Week 8 Oct 16–22
Monday October 17
- Read Nicole Wallack, “On reading Essays,” 60–68
- Read David Foster Wallace, Shipping Out: On the (nearly lethal) comforts of a luxury cruise (Harper’s 1996); Let’s talk about what this essay is doing. Then read Walker Percy’s essay, The Loss of Creature
- Read Annie Dillard The Death of the Moth and How I wrote the Moth and Why
- Essay 4 Check in: Whose essays are you reading? What are you discovering?
Wednesday October 19
- Featured Writer Michael Branch and his column in High Country News Rants from the Hill. Read Customer Cranky and Towering Cell Phone Trees. Also read After Many Years a Wave Goodbye and consider Mike’s description of the rant:
Only recently has the wonderful word rant come to mean “an angry or aggressive tirade or diatribe.” I, instead, invoke rant in its earlier, nobler form.

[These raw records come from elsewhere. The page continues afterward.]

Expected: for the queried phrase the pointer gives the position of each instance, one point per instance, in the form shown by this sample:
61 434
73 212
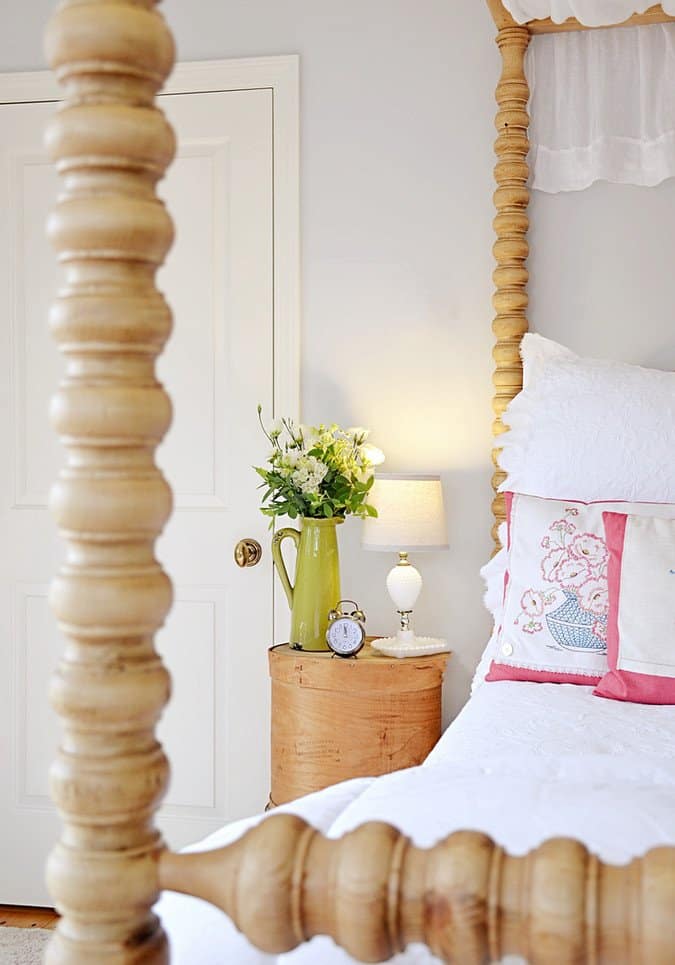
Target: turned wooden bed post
511 225
111 145
282 883
374 893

Starting around 1600, to rant meant to express oneself in “an extravagant or hyperbolic manner”—with the important caveat that this was understood to be a good thing. The archaic noun form is even more cheering, as a rant was “a boisterous, lively, or riotous scene or occasion; a festive gathering; a romp; a spree.” It is in that spirit that I have shared Rants from the Hill with you for the past six years. Take care of yourself, and your own small corner of the planet, and keep laughing.